Nancy Reading wrote:You'll certainly have a sun trap with that hillside.
Hopefully the seepage from the neighbours will be a benefit rather than a downside - depends what else they put on their fields...
I understand that sometimes it's not the frost so much as the rising sun hitting the frozen blossom that does the damage for fruiting. Later blossoming fruit tree varieties are one way around the issue. I found some threads that may help:
https://permies.com/t/165574/Late-blooming-fruit-trees-frost
https://permies.com/t/161292/Sloped-flat-land-permaculture-market#1264258
https://permies.com/t/159308
https://permies.com/t/154688/Fruit-trees-southern-slope#1211896
I'm amazed that brambles could have killed a walnut tree! It sounds like you have monster vines there!

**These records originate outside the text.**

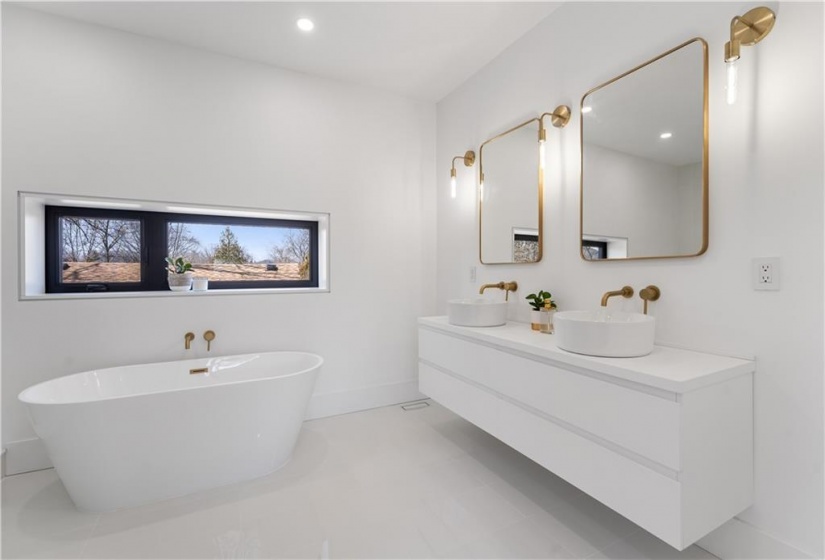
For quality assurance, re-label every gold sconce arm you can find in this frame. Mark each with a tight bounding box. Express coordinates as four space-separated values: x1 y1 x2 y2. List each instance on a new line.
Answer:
539 105 572 131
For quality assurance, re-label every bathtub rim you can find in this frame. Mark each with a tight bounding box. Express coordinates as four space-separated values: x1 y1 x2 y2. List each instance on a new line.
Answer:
18 351 323 406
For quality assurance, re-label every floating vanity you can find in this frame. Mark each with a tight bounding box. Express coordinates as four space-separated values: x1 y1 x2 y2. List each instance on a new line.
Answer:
418 317 754 550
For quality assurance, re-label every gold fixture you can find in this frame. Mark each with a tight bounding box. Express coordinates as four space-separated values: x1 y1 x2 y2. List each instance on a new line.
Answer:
579 38 708 261
203 330 216 352
601 286 634 307
639 285 661 315
539 105 571 170
189 367 208 375
539 105 571 142
450 150 476 199
184 332 195 350
724 7 775 105
479 281 519 301
479 117 543 264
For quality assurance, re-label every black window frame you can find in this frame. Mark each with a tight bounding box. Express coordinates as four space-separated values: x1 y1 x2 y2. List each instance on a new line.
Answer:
582 239 608 260
45 205 320 293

Hi Nancy! The reading list you provided was really insightful, and it lead to me checking for frost resistant fruit trees (duh! Why didn’t I think of that earlier?) which lead me to….
https://www.extension.uidaho.edu/publishing/pdf/BUL/BUL0867.pdf
A list of trees for Idaho by the University of Idaho!
I’ve already ordered some
apple trees (none made the list on the above document but oh well) and sweet cherries (which again aren’t advised on the above list) but which I know from neighbors
experience do work more often than not.
However I think i will pick varieties from the University of Idaho list for stone fruits, ect.

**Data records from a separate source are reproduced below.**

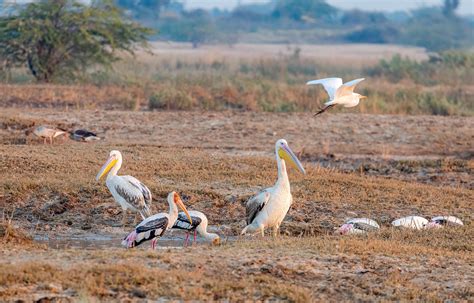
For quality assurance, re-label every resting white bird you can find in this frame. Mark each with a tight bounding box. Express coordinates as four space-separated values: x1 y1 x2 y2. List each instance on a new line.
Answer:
172 210 220 246
337 218 380 235
122 192 192 249
241 139 305 237
33 126 67 144
426 215 464 229
391 216 428 230
306 77 366 116
96 150 152 226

I’m not sure if I’ll try things like painting the trunks and whatnot. Maybe.
As far as tree varieties go, mostly my trees are in flowering group 3, but I do have one early tree and the crabapple starts in group 1. If I decide my current varieties are too susceptible I’ll try frost restraint varieties.
But I think I’ll stick with the hillside as my spot. It just feels right.
Oh the brambles are something else! They’re close to 14’ tall if not more than that, and a good 26’ across. You could hide a small house under them. I think the walnut was fairly young, but old enough to give a decent crop of nuts.